The broadly neutral language in the eight-paragraph statement with the decision was expected by financial markets and economists, and the New Zealand dollar was also stuck around its closing levels of 70.4 USc immediately after the decision.
Some things have changed since the bank's February 9 Monetary Policy Statement, which included the full forecasts of an OCR unmoved until late 2019, when one hike was pencilled in. Governor Graeme Wheeler referred to an improvement in commodity prices and improved consumer sentiment in developed economies, but also pointed to ongoing surplus capacity and geo-political uncertainty (ie Trump's America First policies).
Wheeler noted the four percent fall in the New Zealand dollar on a Trade Weighted basis since the February statement, but said "further depreciation is needed to achieve more balanced growth."

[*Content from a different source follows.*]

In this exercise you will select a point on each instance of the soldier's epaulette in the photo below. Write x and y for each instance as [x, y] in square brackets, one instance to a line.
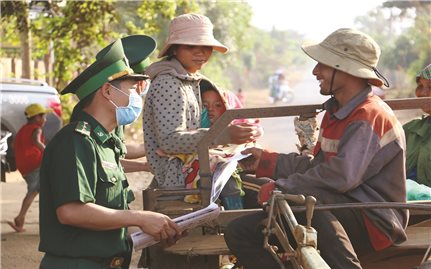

He was also cautious about whether the recent moderation in house price inflation would be sustained, "given the continued imbalance between supply and demand."

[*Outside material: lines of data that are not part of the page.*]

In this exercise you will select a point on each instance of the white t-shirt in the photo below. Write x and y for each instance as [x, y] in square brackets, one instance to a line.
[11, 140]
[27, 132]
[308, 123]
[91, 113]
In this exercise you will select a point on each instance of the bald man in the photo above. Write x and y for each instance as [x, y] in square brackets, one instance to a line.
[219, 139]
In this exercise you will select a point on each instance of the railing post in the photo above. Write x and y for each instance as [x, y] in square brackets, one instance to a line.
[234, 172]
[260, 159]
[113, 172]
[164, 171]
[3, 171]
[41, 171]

However, the bank's overall comments were interpreted as leaving its bias as neutral. Economists don't expect any rate hikes until late 2018 at the earliest, although financial markets still see the first hike coming early next year.
And here's the key last paragraph that was seen as neutral: "Monetary policy will remain accommodative for a considerable period. Numerous uncertainties remain, particularly in respect of the international outlook, and policy may need to adjust accordingly."
The next Monetary Policy Statement with a fresh decision is due on May 11.